Iachesis and his Psijics entered the chamber and the door was shut behind them. Potema sat only for a moment on the throne before stepping off the dais and greeting her guests.
"I am so sorry to have kept you waiting," said Potema. "To think that you sailed all the way from the Summerset Isles and I should keep you waiting any longer. You must forgive me."
"It's not all that long a voyage," said one of the gray cloaks, angrily. "It isn't as if we sailed all the way from Pyandonea."
"Ah. You've seen my most recent guests, King Orgnum and his retinue," said Potema breezily. "I suppose you think it unusual, me entertaining them, as we all know the Pyandoneans mean to invade Tamriel. You are, I take it, as neutral in this as you are in all political matters?"

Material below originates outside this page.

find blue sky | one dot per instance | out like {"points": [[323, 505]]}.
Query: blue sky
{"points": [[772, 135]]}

"Of course," said Iachesis proudly. "We have nothing to gain or lose by the invasion. The Psijic Order preceded the organization of Tamriel under the Septim Dynasty and we shall survive under any political regime."
"Rather like a flea on whatever mongrel happens along, are you?" said Potema, narrowing her eyes. "Don't overestimate your importance, Iachesis. Your order's child, the Mages Guild, has twice the power you have, and they are entirely on my side. We are in the process of making an agreement with King Orgnum. When the Pyandoneans take over and I am in my proper place as Empress of this continent, then you shall know your proper place in the order of things."
With a majestic stride, Potema left the stateroom, leaving the grey cloaks to look from one to the other.
"We must speak to Lord Levlet," said one of the grey cloaks.
"Yes," said Iachesis. "Perhaps we should."
Levlet was quickly found at his usual place at the Moon and Nausea tavern. As the three grey cloaks entered, led by Iachesis, the smoke and the noise seemed to die in their path. Even the smell of tobacco and flin dissipated in their wake. He rose and then escorted them to a small room upstairs.
"You've reconsidered," said Levlet with a broad smile.
"Your Emperor," said Iachesis, and then corrected himself, "Our Emperor originally asked for our support in defending the west coast of Tamriel from the Pyandonean fleet in return for twelve million gold pieces. We offered our services at fifty. Upon reflection on the dangers that a Pyandonean invasion would have, we accept his earlier offer."
"The Mages Guild has generously -- "
"Perhaps for as low ten million gold pieces," said Iachesis quickly.
Over the course of dinner, Potema promised King Orgnum through the interpreter, to lead an insurrection against her brother. She was delighted to discover that her capacity for lying worked in many different cultures. Potema shared her bed that night with King Orgnum, as it seemed the polite and diplomatic thing to do. As it turned out, he was one of the better lovers she had ever had. He gave her some herbs before beginning that made her feel as if she was floating on the surface of time, conscious only of the gestures of love after she had found herself making them. She felt herself like the cooling mist, quenching the fire of his lust over and over and over again. In the morning, when he kissed her on the cheek, and said with his bald white eyes that he was leaving her, she felt a stab of regret.
The ship left harbor that morning, en route to the Summerset Isles and the imminent invasions. She waved them off to sea as she [sic] footsteps behind her. It was Levlet.
"They will do it for eight million, your highness" he said.
"Thank Mara," said Potema. "I need more time for an insurrection. Pay them from my treasury, and then go to the Imperial City and get the twelve million from Antiochus. We should make a good profit from this game, and you, of course, will have your share."
Three months later, Potema heard that the fleet of the Pyandoneans had been utterly destroyed by a storm that had appeared suddenly off the Isle of Artaeum. The home port of the Psijic Order. King Orgnum and all of his ships had been utterly annihilated.
"Sometimes making people hate you," she said, holding her son Uriel close, "Is how you make a profit [sic]."